However, the role of ultra-low interest rates as a discounting mechanism and low realised volatility as a driver of equity appetite for factor-based strategies such as risk parity has belatedly come into focus for the consensus. If Q1 16 was about investors stress testing portfolios for deflation risks, this time the adjustment is to a higher risk-free discount rate; the 2-year bond overtaking the S&P dividend yield last month was a cautionary signal. When we initiated a VIX long in our tactical portfolio in October, it was one of the most glaring anomalies across markets and generated a 2.6x return when we took profits in this week’s panic.

The length of this correction will be determined by whether a ‘buy the dip’ mentality prevails among an influx of new Millennial investors evident in recent statements from online brokers like TD Ameritrade, as much as whether 10-yr yields will top out at 3% term. It’s unclear if some have been buying stocks on their credit cards, as they clearly were crypto coins in Q4 according to MasterCard’s latest results call (and watch for a spike in card delinquencies in Q2).

The rise in long-term US rates so far is less about Fed policy or inflation expectations as it is a looser fiscal stance.
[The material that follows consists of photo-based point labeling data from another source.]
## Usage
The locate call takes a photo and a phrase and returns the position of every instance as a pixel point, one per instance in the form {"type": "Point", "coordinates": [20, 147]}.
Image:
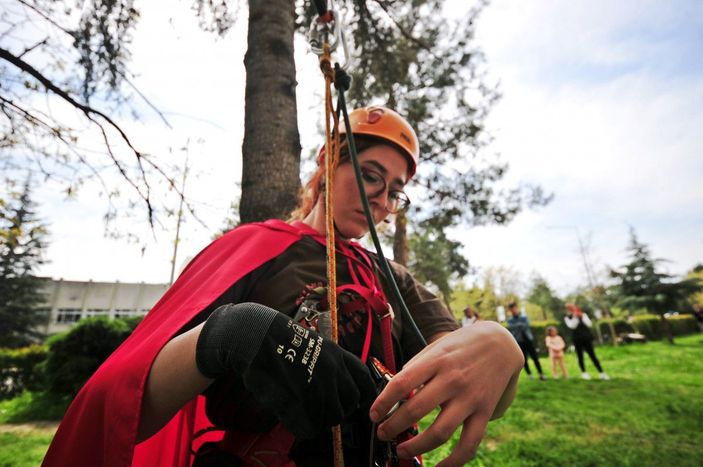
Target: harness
{"type": "Point", "coordinates": [251, 449]}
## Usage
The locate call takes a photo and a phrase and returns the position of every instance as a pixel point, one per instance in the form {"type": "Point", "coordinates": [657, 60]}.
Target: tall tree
{"type": "Point", "coordinates": [21, 244]}
{"type": "Point", "coordinates": [414, 59]}
{"type": "Point", "coordinates": [64, 81]}
{"type": "Point", "coordinates": [271, 147]}
{"type": "Point", "coordinates": [436, 259]}
{"type": "Point", "coordinates": [640, 286]}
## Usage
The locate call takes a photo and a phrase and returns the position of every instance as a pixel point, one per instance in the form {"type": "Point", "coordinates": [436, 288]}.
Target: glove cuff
{"type": "Point", "coordinates": [231, 337]}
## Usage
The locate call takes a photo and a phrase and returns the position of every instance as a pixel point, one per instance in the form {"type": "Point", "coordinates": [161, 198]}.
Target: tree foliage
{"type": "Point", "coordinates": [640, 286]}
{"type": "Point", "coordinates": [541, 295]}
{"type": "Point", "coordinates": [22, 240]}
{"type": "Point", "coordinates": [412, 58]}
{"type": "Point", "coordinates": [436, 259]}
{"type": "Point", "coordinates": [64, 81]}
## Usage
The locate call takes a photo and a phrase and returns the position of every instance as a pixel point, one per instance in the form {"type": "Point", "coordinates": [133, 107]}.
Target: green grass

As highlighted in that December note, the supply of US bonds will rise sharply this year at the same moment that demand potentially ebbs as real economy demand for capital in Europe/EM rises. Meanwhile, the Fed will buy $420bn fewer Treasuries than it did in 2017 and in 2019 will reduce purchases by another $600bn. It certainly helps that the ECB and Bank of Japan will be buying nearly all local sovereign issuance and the jump in yields may encourage some active multi-asset managers to re-weight fixed income over equities, as well as the automatic risk-parity rebalancing.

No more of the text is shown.